We set up these polling booths. We set a very elaborate registration process. We had a very elaborate education process by radio and television, telling the East Timorese people what it was all about, what it meant in acceptance or rejection, an education program on that; and also assuring them that their ballot would be secret, that nobody would know which way they voted, and therefore they should not be intimidated.
Now, there was a great deal of intimidation that went on by the pro-integration forces, whereas the pro-independence forces -- Xanana was still in prison, he wasn't allowed out -- were not able to campaign. This is something we watched very carefully. The Secretary-General had said that at the time of the ballot, there must be an even playing field. Point of fact, there was not. All the facilities and all the action was taken by the pro-integrationists, including a lot of threatening.

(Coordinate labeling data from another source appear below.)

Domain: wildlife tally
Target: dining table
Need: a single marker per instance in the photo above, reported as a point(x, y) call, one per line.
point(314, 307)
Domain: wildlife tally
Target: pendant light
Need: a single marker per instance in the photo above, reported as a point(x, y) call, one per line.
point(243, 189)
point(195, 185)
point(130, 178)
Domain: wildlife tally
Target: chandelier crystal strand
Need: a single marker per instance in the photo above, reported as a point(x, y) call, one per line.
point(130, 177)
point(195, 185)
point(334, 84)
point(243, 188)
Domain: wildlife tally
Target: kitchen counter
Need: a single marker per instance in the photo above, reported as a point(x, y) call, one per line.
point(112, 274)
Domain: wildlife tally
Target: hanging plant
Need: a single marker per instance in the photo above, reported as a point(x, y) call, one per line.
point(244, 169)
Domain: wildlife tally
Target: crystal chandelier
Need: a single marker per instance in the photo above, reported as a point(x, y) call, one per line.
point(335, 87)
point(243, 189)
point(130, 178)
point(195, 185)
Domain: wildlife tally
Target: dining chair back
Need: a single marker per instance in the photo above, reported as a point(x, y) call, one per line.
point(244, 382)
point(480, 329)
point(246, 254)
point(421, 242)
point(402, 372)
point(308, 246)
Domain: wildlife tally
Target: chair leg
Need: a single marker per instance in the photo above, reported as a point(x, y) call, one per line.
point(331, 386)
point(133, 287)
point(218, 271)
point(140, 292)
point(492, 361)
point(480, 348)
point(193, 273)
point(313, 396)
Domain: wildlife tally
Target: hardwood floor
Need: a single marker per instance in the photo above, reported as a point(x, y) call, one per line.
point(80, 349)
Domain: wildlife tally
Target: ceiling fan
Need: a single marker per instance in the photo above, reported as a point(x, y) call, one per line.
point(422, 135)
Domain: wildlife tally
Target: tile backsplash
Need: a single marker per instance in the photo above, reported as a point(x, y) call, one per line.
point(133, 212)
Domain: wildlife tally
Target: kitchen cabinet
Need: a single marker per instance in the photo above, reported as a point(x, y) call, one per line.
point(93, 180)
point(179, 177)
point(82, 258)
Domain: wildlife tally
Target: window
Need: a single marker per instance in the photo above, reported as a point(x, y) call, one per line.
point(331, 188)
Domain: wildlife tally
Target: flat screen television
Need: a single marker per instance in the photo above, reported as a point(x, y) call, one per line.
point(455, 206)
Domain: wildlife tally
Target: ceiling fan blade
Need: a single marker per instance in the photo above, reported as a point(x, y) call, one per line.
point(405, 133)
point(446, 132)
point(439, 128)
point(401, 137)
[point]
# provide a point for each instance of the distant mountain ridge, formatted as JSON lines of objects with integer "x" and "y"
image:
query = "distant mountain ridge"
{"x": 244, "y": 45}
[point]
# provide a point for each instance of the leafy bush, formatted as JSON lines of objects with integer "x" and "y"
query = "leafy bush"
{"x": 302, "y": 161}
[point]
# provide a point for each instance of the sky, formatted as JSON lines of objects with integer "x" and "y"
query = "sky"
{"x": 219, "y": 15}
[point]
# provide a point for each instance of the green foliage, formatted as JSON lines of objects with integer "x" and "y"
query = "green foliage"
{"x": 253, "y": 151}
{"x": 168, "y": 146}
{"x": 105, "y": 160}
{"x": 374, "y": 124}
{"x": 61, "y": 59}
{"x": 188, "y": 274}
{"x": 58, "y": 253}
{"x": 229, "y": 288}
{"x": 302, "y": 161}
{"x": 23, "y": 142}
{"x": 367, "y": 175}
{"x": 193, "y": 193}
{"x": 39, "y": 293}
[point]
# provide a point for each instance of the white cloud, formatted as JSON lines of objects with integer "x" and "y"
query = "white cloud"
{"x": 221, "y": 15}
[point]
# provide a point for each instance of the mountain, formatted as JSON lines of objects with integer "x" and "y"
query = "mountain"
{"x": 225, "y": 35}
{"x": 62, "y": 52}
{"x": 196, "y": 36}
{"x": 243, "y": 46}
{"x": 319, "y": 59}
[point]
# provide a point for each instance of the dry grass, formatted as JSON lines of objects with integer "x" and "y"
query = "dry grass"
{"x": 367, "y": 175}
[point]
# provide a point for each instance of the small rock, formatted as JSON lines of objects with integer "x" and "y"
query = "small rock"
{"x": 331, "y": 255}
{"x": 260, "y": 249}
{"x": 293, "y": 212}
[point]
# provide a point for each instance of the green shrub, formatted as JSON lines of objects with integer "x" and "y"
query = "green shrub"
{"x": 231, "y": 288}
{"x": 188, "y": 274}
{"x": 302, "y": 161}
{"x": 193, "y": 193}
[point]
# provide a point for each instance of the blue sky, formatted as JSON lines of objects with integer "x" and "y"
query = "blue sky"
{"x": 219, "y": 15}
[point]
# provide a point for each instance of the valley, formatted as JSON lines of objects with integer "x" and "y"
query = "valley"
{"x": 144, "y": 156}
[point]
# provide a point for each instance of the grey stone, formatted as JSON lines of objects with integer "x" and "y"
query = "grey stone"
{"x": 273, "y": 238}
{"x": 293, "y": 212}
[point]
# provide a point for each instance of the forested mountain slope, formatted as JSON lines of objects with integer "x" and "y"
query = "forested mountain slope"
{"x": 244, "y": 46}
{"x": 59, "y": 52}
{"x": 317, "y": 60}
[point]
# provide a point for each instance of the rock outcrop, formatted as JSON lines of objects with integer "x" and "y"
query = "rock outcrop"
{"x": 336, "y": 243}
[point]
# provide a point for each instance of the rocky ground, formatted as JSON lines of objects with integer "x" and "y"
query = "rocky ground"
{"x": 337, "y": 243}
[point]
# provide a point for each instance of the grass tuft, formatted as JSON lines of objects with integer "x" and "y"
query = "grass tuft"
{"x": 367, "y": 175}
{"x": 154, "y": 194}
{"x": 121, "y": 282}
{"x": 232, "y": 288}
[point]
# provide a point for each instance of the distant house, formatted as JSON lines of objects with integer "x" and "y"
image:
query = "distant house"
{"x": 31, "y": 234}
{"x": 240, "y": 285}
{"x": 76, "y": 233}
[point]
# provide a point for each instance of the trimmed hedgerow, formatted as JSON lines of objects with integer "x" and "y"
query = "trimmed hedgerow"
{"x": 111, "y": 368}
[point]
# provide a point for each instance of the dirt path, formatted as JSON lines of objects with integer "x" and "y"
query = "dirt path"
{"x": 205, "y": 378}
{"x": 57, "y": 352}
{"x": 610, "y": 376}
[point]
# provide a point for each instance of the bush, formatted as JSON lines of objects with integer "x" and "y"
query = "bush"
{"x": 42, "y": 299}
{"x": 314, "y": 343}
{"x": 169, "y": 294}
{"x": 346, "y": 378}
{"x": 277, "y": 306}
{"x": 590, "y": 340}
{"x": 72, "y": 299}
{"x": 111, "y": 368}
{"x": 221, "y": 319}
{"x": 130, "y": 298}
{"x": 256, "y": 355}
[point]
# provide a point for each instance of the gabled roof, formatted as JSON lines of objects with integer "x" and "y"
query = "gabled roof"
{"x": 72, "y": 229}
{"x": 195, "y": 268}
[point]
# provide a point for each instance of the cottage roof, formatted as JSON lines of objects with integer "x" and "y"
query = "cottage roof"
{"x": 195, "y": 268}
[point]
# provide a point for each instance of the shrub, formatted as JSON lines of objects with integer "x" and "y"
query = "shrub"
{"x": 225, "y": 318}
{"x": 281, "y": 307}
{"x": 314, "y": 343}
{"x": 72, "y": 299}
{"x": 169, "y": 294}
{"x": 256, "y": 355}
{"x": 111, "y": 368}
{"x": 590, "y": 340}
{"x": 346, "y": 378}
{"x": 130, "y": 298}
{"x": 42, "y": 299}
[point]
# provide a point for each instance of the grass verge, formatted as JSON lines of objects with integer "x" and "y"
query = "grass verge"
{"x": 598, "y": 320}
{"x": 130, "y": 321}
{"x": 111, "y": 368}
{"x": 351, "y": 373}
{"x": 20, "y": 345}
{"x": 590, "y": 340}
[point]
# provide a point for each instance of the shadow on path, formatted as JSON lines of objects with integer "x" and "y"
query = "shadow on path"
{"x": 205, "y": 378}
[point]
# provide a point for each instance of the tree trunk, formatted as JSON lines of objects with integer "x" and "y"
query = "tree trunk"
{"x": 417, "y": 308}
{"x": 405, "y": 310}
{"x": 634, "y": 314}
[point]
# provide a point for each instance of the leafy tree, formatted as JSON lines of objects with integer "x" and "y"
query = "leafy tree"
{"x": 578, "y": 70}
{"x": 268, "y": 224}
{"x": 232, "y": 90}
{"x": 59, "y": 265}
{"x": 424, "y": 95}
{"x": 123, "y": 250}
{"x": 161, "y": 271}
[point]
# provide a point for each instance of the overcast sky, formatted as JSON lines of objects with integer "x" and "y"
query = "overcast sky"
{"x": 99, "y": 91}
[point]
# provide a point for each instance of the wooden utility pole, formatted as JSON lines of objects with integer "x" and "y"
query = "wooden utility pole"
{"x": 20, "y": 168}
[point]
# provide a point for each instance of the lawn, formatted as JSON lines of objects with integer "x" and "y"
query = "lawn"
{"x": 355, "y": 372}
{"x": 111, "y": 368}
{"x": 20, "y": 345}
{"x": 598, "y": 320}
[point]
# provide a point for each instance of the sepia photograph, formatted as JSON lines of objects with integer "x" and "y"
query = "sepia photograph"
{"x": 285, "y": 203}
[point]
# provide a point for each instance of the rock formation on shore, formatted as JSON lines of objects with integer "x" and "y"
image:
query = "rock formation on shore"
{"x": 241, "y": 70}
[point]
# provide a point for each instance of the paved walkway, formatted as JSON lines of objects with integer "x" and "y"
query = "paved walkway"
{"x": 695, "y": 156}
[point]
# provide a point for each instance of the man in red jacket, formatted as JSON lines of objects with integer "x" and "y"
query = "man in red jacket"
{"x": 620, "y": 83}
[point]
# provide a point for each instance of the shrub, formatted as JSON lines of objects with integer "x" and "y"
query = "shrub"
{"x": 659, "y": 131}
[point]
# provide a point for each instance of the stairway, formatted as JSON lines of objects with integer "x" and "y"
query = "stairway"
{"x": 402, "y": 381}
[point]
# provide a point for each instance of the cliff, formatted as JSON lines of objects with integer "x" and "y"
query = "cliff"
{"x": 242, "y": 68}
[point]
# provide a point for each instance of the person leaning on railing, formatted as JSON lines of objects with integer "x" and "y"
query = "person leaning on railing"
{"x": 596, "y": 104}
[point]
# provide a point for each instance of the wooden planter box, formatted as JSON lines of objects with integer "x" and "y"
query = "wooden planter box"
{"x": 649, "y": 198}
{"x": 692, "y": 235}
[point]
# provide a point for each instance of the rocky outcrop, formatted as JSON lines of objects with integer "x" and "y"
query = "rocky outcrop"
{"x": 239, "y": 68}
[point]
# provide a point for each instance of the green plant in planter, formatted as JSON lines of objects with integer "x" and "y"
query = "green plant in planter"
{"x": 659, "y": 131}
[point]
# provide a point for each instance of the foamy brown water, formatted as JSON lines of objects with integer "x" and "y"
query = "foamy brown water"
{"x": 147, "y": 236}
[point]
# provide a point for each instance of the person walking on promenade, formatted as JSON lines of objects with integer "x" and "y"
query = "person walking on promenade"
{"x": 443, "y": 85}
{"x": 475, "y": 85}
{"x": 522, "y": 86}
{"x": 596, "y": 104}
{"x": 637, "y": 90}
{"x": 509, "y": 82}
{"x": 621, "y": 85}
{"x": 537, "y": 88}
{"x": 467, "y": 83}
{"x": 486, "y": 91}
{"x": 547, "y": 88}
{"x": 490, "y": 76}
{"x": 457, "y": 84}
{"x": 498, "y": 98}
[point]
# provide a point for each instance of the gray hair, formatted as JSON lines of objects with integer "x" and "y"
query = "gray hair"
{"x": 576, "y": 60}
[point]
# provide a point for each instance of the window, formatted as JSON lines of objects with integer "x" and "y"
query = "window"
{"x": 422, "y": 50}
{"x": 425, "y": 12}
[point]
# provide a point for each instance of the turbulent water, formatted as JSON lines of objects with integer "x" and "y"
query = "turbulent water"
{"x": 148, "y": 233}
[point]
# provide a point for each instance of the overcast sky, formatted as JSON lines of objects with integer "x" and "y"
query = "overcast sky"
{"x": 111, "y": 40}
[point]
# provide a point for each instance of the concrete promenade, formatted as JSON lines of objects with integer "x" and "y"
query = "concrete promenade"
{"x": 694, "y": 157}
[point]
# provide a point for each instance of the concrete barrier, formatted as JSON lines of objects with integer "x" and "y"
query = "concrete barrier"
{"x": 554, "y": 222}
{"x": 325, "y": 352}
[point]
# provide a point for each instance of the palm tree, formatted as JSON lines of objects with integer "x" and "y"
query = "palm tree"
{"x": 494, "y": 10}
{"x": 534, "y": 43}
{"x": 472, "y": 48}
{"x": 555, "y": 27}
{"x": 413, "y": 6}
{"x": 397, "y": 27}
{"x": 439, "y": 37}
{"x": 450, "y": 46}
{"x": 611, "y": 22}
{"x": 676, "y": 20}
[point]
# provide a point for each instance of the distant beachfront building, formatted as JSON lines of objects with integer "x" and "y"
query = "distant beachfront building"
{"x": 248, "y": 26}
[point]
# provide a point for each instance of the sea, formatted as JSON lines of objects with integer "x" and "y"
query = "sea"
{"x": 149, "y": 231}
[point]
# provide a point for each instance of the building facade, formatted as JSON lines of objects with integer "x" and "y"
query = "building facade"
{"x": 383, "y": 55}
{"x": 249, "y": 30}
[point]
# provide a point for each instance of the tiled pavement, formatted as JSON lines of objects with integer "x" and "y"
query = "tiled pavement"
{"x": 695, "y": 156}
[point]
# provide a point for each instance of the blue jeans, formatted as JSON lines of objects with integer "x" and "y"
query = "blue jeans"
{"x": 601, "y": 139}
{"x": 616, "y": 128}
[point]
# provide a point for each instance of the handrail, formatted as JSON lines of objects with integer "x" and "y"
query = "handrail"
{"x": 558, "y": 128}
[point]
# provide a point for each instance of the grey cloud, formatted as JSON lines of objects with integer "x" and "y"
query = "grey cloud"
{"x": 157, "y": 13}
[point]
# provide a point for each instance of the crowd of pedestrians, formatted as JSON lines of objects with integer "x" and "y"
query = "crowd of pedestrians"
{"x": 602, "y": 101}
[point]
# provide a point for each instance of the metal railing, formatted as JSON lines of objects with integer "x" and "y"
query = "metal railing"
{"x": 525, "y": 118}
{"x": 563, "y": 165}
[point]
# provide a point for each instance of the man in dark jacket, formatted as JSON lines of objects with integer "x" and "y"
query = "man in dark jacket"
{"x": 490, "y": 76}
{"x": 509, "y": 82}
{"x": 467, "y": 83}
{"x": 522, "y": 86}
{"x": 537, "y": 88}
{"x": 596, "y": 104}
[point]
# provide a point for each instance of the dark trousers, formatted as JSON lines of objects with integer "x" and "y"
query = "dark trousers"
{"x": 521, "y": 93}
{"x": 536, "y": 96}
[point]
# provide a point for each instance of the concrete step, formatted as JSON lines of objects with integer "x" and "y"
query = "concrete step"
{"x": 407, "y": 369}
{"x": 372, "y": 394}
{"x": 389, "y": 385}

But I spoke to Xanana about this, we followed it very carefully, and I said that I think we ought to go ahead with this. And he said -- and so did the bishops, for that matter -- that it doesn't matter. "We've been campaigning for twenty-five years, and so we're not worried about not being able to campaign right now. We know what's going to happen." And so that was one thing that persuaded me to stay the course.
And then came the day for the registration of voters, and the voters came out and registered. They came out from the hills, they came out from the villages, they came out -- they braved everything to come out and register and get that little registration slip in their hands, which was to them the most valuable thing in their lives, and then they went back into the hills again. And we checked on the figures.
The Indonesian elections had just taken place two weeks -- three weeks before, and the turnout for that was something like 320,000. The turnout for this registration was 450,000. In the first case, of course, they had all been herded into and pushed; in this case they were obviously being -- but in spite of that, they went out. Once that happened, I was convinced that we had to give them the chance to exercise this ballot; otherwise, this would never occur again, no matter what, and it was a moral responsibility that we had. So we moved everything that we could to give maximum publicity.